Evaluation of US oncology electronic health record real-world data to reduce uncertainty in health technology appraisals: a retrospective cohort study.

OBJECTIVES

Examine whether data from early access to medicines in the USA can be used to inform National Institute for Health and Care Excellence (NICE) health technology assessments (HTA) in oncology.

DESIGN

Retrospective cohort study.

SETTING

Oncology-based community and academic treatment centres in the USA.

PARTICIPANTS

Patients present in a nationwide electronic health record (EHR)-derived deidentified database.

INTERVENTIONS

Cancer drugs that underwent NICE technology appraisal (TA) between 2014 and 2019.

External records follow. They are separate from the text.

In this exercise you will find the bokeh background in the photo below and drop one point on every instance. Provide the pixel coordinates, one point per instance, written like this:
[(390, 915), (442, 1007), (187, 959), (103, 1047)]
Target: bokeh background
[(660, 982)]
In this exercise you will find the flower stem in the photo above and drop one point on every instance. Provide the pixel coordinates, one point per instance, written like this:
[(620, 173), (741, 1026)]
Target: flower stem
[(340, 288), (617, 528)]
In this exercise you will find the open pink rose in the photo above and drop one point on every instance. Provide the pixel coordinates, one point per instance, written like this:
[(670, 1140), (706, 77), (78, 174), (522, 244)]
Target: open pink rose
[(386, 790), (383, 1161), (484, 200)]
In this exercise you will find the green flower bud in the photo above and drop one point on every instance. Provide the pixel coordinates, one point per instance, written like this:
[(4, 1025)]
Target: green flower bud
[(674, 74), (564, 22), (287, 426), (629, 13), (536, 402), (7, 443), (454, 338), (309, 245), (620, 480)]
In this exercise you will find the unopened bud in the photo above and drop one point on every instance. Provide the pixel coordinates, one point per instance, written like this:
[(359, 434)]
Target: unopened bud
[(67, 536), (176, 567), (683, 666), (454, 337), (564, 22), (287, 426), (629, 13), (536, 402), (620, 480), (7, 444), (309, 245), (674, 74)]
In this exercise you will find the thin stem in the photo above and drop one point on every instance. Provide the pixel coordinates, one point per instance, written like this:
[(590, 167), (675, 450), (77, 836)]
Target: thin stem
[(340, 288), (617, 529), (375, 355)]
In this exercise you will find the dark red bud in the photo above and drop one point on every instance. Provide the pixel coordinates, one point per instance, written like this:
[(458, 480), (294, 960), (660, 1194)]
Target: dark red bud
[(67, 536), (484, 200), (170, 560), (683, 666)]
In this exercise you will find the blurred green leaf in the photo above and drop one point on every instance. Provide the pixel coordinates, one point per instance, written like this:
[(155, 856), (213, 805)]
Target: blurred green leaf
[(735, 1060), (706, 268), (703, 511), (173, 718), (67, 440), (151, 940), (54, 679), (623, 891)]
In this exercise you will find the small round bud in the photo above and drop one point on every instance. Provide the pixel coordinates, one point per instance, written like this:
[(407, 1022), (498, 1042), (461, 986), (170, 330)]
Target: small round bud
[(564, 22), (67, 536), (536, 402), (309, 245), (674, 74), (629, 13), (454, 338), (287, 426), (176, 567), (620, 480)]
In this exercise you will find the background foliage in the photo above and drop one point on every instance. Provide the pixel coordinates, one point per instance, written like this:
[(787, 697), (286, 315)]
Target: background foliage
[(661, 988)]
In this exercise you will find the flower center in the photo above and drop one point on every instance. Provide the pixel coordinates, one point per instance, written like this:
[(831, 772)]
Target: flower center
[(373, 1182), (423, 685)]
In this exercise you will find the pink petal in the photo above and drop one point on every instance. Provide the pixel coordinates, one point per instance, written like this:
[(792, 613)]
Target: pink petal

PRIMARY AND SECONDARY OUTCOME MEASURES

The count and follow-up time of US patients, available in the EHR, who were exposed to cancer drugs of interest in the period between Food and Drug Administration (FDA) approval and dates relevant to the NICE appraisal process.

RESULTS

In 59 of 60 TAs analysed, the cancer therapy was approved in the USA before the final appraisal by NICE. The median time from FDA approval to the publication of NICE recommendations was 18.5 months, at which time the US EHR-derived database had, on average, 269 patients (SD=356) exposed to the new therapy, with a median of 75.3 person-years (IQR: 13.1-173) in time-at-risk. A case study generated evidence on real-world overall survival and treatment duration.

CONCLUSIONS

Across different cancer therapies, there was substantial variability in US real-world data accumulated between FDA approval and NICE decision milestones. The applicability of these data to generate evidence for HTA decision-making should be assessed on a case-by-case basis depending on the intended HTA use case.